“Oh, don’t you worry about a thing,” Memaw says, joining Esther and Mabel. “We’ve been cooking since long before you three were twinkles in your mamas’ eyes. We’re an asset.”
The booth feels increasingly hot and crowded.
“Can you move to the left?” Laura asks the three interlopers.
“For goodness’ sakes,” Esther says. “I still can’t hear you.”
She steps over to the machine and presses the large red button on the bottom of the popper.
The whirring slows and comes to a halt.
The occasional pop pop pop fills the air.
“That’s better,” Esther says, brushing her hands together with a look of satisfaction on her face.
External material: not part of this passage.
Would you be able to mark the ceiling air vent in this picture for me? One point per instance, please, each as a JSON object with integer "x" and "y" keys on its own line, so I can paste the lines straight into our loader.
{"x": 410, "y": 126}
“Esther!” Laura says. “You can’t …”
Mabel interrupts. “I think you stopped the poppin’.” She briskly walks over to the popper and lifts the lid. A veritable snowstorm of kernels flies out of the machine.
The booth is a still-life. Laura, Shannon and I stand with our mouths agape, a collective stunned silence stealing our words.
A beat later, Laura snaps into action, shouting, “Catch it! Bag it!”
I grab a paper bag and start running around like a child with her mouth open and tongue out, catching the first fluffy flakes in winter, only I’m holding the bag and catching less than one out of every thirty popped kernels. The booth is crammed chaos.
People outside the booth are grabbing at stray kernels midair.
Esther shouts, “I didn’t mean to turn it off!”
And before anyone can stop her, she’s pressing the red button again, sending the sweeping arm inside the kettle whirring, only this time the lid is open, so kernels fly at twice the speed.
“I’ve got this,” Mr. Silvers says, stepping past the table and walking down the side of the booth. “We just need to unplug the machine.”
He bends toward the electrical outlet that sits at a little distance behind several of the booths. Large, industrial plugs are all attached to one main power source.
He’s got the tone of a man opening a some-assembly-required box from IKEA. Calm authority before all the parts spill out with a thin paper of directions in Swedish.
He looks over his shoulder, seeming to track the extensioncord from our popper to the outlet. Then he puts his hand on one cord and gives it a firm pull.
Everything stops. Everything: Cookers, rides, lights.
The kettle falls silent.
So does the whirring of the frozen lemonade machine in the booth next to us. And the funnel cake deep fryer. And all the string lights on the front of the booths.
The Ferris wheel lights blink once and then the ride stops moving. Someone shouts from the top, “Help! We’re stuck up here!”
Someone shouts back, “Hang tight!”
An eerie quiet fills the street and the park behind us.
I stand there holding my barely filled paper bag of popcorn, staring around the booth, my eyes landing on Laura.
“Well,” Mr. Duggins says from his spot at the front of our line. “That can’t be good.”
There’s a light crackling from the main stage toward the center of the park, like static through a microphone. And then, echoing through the sound system, a noise I don’t recognize at first.
It’s low and rumbly and throaty. Almost like a growl, but more … airy and vibrating.